Klarrczmun - A very good being made the door long ago and only told one good Abber how to find it. Before he found it, though, he told one other good Abber and thus the knowledge of the door has been passed down through the generations. It is said that somehow knowledge of the door's existence became public, now anyone can find the door, if one goes about it the right way. To do so, one must attach oneself to a good and righteous person to get taken through the door when the righteous person goes through. This mythology also has a small support amongst all three castes of Abber. They are called Klarrczmun by other Abbers. The key here, it is believed, is to staple yourself to a righteous Abber so that when he does find the door and go through, you will go with him. This myth states that an Abber named Klabberz, who lived next door to Toogabberg, thought Toogabberg knew how to find the door. Toogabberg was a very nice guy, but Klabberz thought he was the nicest guy there ever was. Klabberz figured that if anybody had a chance of finding the door it would be Toogabberg. So Klabberz got a very powerful stapler and with it attached himself to Toogabberg. It is said that when Toogabberg found the door and went through, Klabberz went through, too. Therefore, Abbers who believe this myth are always looking for someone who is considered righteous to whom they can staple themselves. If a Klarrczmun is seen trying to staple himself to another Abber by other Klarrczmuns, they also will try to attach themselves. Usually, friends will help get a Klarrczmun off the nice Abber, but if an Abber is tackled by several Klarrczmun, the Dazzite police are summoned to remove them.
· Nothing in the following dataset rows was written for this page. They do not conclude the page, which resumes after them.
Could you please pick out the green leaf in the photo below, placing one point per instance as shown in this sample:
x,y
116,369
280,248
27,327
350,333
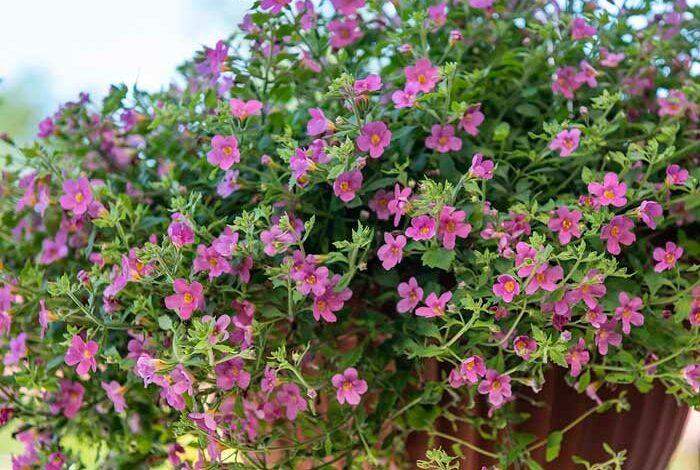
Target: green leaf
x,y
436,257
553,445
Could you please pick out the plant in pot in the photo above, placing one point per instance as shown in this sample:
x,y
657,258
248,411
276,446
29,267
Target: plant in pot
x,y
367,234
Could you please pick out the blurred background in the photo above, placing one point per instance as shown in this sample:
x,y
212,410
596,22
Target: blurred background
x,y
50,51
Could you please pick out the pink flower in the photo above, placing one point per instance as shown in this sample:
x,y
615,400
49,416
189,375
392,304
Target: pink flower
x,y
648,211
186,299
397,206
577,357
375,138
610,191
469,371
347,7
230,373
496,386
179,231
524,346
275,6
344,32
566,142
675,175
411,294
506,287
435,306
82,354
480,168
372,82
422,228
566,223
607,335
618,232
77,195
224,151
581,30
452,225
347,184
628,312
380,204
115,393
482,4
349,387
666,257
442,139
423,75
545,278
472,119
392,251
566,82
244,109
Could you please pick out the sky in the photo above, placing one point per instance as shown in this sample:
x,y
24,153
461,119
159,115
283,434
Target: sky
x,y
51,50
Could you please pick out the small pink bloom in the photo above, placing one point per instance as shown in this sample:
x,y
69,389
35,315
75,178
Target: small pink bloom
x,y
452,225
618,232
610,192
482,169
347,184
186,299
666,257
350,387
496,386
580,29
82,354
423,75
224,151
566,223
648,211
566,142
524,346
77,195
243,109
422,228
392,251
344,32
506,287
545,278
374,139
472,119
628,312
435,306
443,140
411,294
577,357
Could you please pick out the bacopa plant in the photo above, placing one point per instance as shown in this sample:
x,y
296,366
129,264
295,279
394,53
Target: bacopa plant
x,y
254,266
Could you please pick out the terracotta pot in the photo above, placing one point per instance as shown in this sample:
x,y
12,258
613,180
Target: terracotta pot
x,y
649,432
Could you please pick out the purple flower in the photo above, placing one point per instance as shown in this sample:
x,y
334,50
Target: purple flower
x,y
391,252
77,195
422,228
434,305
375,137
349,387
496,386
224,151
347,184
230,373
83,354
411,294
442,139
115,393
628,312
618,232
566,142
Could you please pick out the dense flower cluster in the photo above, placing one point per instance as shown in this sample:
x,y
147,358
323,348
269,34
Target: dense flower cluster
x,y
256,264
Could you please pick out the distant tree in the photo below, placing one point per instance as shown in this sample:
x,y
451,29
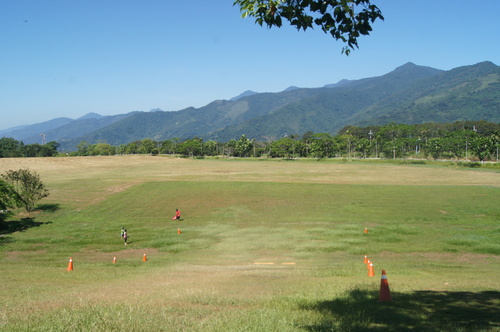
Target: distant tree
x,y
10,148
243,147
344,20
27,185
83,148
8,198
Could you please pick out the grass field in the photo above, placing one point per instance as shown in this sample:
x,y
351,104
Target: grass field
x,y
264,246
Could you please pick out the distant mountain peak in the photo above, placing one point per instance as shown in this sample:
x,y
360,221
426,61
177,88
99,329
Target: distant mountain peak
x,y
244,94
90,115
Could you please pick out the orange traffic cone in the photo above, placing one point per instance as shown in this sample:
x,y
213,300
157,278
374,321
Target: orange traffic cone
x,y
371,271
385,292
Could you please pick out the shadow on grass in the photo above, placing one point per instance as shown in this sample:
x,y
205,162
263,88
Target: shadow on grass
x,y
417,311
48,207
11,226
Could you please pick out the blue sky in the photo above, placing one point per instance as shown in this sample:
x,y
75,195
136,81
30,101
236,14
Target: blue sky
x,y
66,58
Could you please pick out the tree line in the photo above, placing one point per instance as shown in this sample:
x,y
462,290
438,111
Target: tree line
x,y
20,188
466,140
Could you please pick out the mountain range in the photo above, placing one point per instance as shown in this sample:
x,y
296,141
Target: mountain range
x,y
409,94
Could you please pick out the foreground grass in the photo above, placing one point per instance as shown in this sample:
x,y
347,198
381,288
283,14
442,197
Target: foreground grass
x,y
265,246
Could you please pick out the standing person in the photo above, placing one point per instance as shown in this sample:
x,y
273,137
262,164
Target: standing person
x,y
177,215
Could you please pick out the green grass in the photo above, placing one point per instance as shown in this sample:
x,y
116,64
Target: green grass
x,y
265,246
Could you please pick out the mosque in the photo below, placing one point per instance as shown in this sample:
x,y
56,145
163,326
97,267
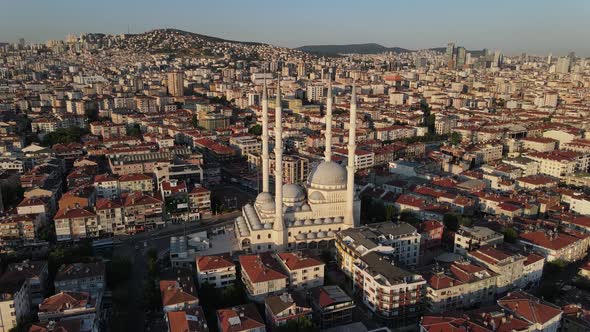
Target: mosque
x,y
301,217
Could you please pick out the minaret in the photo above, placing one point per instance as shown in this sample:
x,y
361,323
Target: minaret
x,y
349,219
278,224
328,152
265,157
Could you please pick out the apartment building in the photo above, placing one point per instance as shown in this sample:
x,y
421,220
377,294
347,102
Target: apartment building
x,y
331,306
218,270
142,212
282,309
462,285
129,183
199,203
107,185
68,305
75,223
177,296
560,164
242,318
304,272
262,275
569,247
81,277
514,270
469,238
387,290
110,216
401,241
246,144
15,303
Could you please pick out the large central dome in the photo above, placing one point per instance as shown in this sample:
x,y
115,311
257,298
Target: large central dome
x,y
328,175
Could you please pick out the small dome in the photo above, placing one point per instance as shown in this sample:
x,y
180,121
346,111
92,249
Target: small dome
x,y
268,207
263,198
293,192
317,196
328,175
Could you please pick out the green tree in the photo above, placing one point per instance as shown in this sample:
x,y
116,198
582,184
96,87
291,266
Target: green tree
x,y
134,130
255,130
303,324
510,235
195,121
64,136
455,138
430,123
451,222
390,212
409,217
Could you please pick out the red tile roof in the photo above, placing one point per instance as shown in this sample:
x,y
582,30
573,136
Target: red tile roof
x,y
261,268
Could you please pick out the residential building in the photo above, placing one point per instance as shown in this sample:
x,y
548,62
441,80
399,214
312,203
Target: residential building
x,y
469,238
81,277
262,275
304,272
399,240
387,290
281,309
331,306
243,318
218,270
177,296
462,286
568,247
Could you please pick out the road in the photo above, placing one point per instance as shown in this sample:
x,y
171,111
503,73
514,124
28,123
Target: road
x,y
160,240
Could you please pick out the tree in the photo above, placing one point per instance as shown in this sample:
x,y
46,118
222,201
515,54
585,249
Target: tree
x,y
298,325
451,222
64,136
195,121
255,130
430,123
134,130
118,271
510,235
390,212
455,138
409,217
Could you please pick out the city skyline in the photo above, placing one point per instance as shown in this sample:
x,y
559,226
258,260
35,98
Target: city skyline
x,y
512,28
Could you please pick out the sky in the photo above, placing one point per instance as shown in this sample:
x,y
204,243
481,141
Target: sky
x,y
515,26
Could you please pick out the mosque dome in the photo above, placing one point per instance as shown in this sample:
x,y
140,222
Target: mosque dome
x,y
293,192
268,207
328,175
317,196
263,198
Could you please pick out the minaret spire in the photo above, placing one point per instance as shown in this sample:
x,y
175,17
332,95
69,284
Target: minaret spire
x,y
278,224
265,157
350,213
328,152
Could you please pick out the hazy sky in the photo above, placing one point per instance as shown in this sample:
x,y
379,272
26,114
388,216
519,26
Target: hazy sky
x,y
513,26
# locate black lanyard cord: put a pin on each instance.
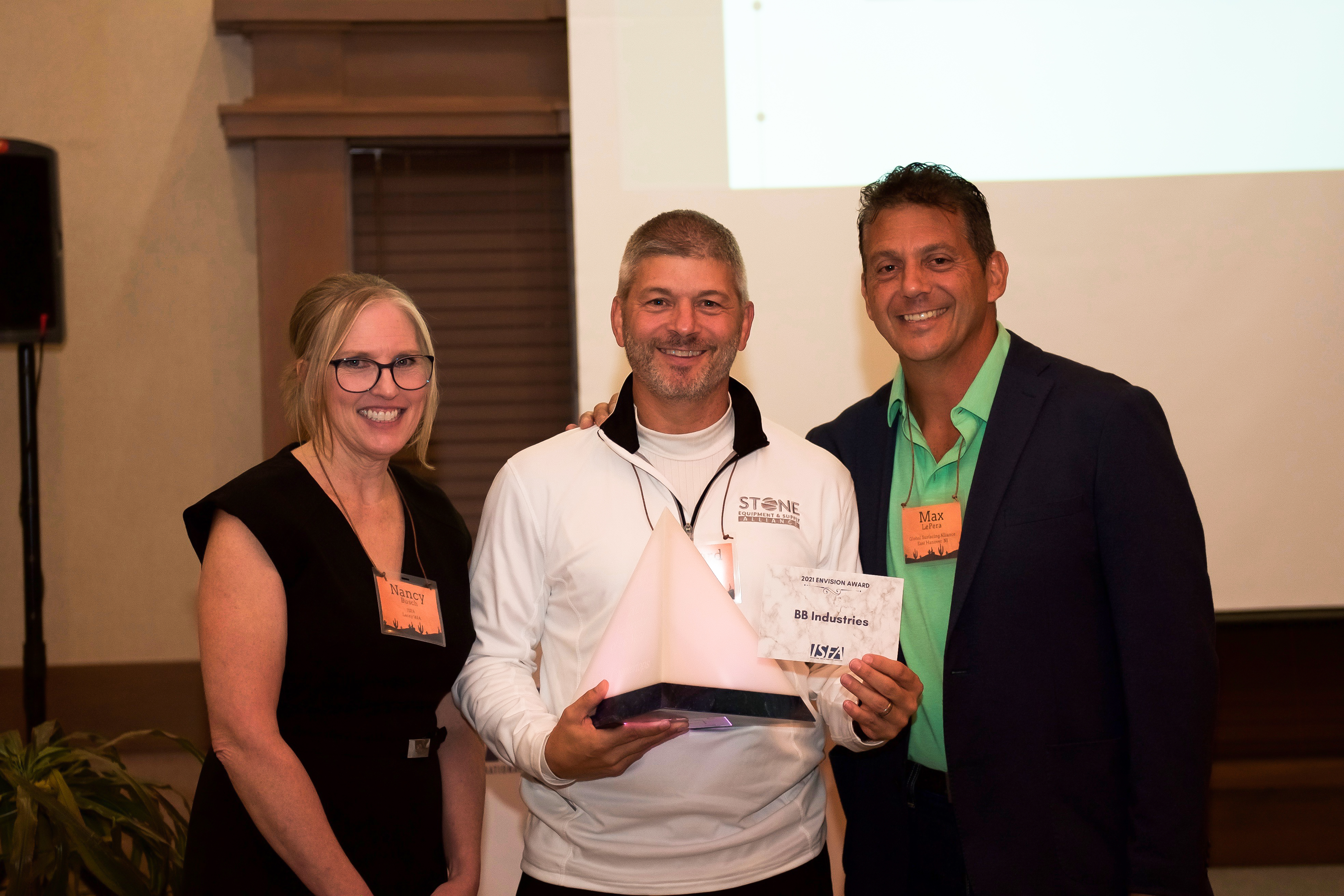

Burrntoowie - Arven made the door and immediately declared that none shall pass through it upon penalty of death. He only told anyone about it to taunt them with its inaccessibility.

Flimperrty - The door was brought to Inner Abbernun by Merlopax the Kleptomaniac. There are many legends of Merlopax; he is a folk hero among the lazy Abbers who do not want to be involved in any of the castes. In this tale, Merlopax left Mezzo Abbernun and stole the Door to the Other Side and brought it back to Mezzo Abbernun only to lose it to Merlopaxpax the Con-man.

Appilow Pinsmarr - The door is a gift from Father. There is nothing anyone can do to find the gift of the door, Father himself must show it to you. And then you must decide if you are going to go through the door.

Innagorradavida - One finds the door during the heat of battle, dying a victorious death. This is the favorite door mythology among the Dazzites.

Jyan't Rroeb't - The doorway is all that is real and all of Abbernun is but a dream.

Tingleyspald - The doorway was built by a giant turtle.

Rroy Al - Only 3,667 Abbers are allowed through the door.